[EDIT: the text below is correct, but a bit too snarky. My apologies.
Also, the site owner could just trust the client to actually run his/her bitcoin-generating code for a couple of hours and send any generated coins - this should earn him/her ~$0.20/hour, rounded down because lots of people have crufty computers. Still not feasible, and generating bitcoins will only get harder in the future, but not as bad as I suggest below.]
Sure, if you're willing to leave your browser consuming 100% CPU for a couple of weeks. And if you're willing to pay the entire resulting 50 bitcoins (~$40-45) you generated (at the cost of ~$60 in electricty, I'd guess)[1], or trust the site to return you the rest. In either case, you'd need to trust the site code to tell you that it's generated a coin, instead of silently sending it back to the server and continuing to run.
At least, that's my understanding of how bitcoins work.
[1] Only GPU-based generation is currently profitable, and there's no way NaCl can be given full access to the GPU - GPUs typically have DMA access, so being able to run arbitrary code on them is more or less equivalent to kernel-level access. In theory, you could verify the GPU code - but that's an enormous job, and there are lots of GPUs that you'd need to check for security holes. And security was not design criterion #1 for these devices, I'd guess.
Something like DirectX/OpenGL access makes sense, but running crypto algorithms through OpenGL (instead of CUDA or the like) is probably infeasible.
I like that idea. It seems like microgeneration is a feature Bitcoin is currently suffering from a lack of. As competition increases, generation seems to be more and more centralized.

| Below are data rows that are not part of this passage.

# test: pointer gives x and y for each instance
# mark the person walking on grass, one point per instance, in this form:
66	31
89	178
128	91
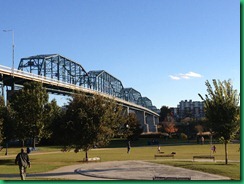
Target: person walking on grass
128	147
22	159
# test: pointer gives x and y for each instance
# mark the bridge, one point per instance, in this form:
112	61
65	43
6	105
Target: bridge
60	75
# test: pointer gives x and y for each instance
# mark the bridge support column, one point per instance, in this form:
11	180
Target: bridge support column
151	123
141	116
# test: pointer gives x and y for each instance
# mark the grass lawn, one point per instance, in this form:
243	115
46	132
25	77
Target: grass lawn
49	158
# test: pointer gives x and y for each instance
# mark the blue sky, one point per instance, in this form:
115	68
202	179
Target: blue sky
165	49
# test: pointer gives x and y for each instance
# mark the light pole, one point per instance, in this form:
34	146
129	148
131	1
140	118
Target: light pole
10	30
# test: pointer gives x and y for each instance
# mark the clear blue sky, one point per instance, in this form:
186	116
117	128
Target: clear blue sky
165	49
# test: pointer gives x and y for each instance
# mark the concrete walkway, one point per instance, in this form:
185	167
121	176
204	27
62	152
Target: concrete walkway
123	170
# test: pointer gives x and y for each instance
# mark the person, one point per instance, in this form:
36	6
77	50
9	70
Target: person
214	149
202	140
158	148
22	159
128	147
28	150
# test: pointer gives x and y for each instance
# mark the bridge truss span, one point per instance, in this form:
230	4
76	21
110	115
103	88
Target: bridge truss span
61	75
57	67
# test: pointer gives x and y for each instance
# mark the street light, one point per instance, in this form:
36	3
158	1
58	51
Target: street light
10	30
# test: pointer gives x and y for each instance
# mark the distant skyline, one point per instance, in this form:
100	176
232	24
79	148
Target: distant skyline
165	49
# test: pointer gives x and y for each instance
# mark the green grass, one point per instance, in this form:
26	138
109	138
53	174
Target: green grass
49	158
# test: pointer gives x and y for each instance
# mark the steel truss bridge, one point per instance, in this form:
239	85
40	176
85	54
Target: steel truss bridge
60	75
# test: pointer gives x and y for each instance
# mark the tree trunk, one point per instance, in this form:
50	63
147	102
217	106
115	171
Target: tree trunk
226	153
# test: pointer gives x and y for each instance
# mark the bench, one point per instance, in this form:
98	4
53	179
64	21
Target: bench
171	178
204	157
162	155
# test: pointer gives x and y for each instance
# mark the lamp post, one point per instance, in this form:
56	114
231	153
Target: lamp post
10	30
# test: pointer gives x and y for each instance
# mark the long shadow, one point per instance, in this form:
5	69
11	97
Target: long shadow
38	175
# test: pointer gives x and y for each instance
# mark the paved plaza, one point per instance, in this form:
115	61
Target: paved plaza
124	170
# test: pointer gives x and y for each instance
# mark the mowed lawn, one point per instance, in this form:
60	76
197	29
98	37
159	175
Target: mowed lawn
49	158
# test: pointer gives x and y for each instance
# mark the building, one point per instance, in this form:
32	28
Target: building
192	109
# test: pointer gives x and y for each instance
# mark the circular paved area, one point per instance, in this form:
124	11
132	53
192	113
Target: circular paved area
140	170
118	170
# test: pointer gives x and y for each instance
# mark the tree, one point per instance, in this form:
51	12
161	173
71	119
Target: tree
169	124
1	118
53	117
221	106
28	105
164	112
6	116
90	121
132	128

A low-traffic way to generate small amounts of Bitcoin in a peer-to-peer network would be a great addition to a future Bitcoin protocol.
This doesn't seem like a good match. With different hardware and prices of electricity out there it would be hard to make the system fair for everyone. Also, although minting coins is an important feature of Bitcoin, it seems there's a certain amount of miners needed to offset threat of fraudulent transactions; going significantly above that amount is just wasting planet's resources.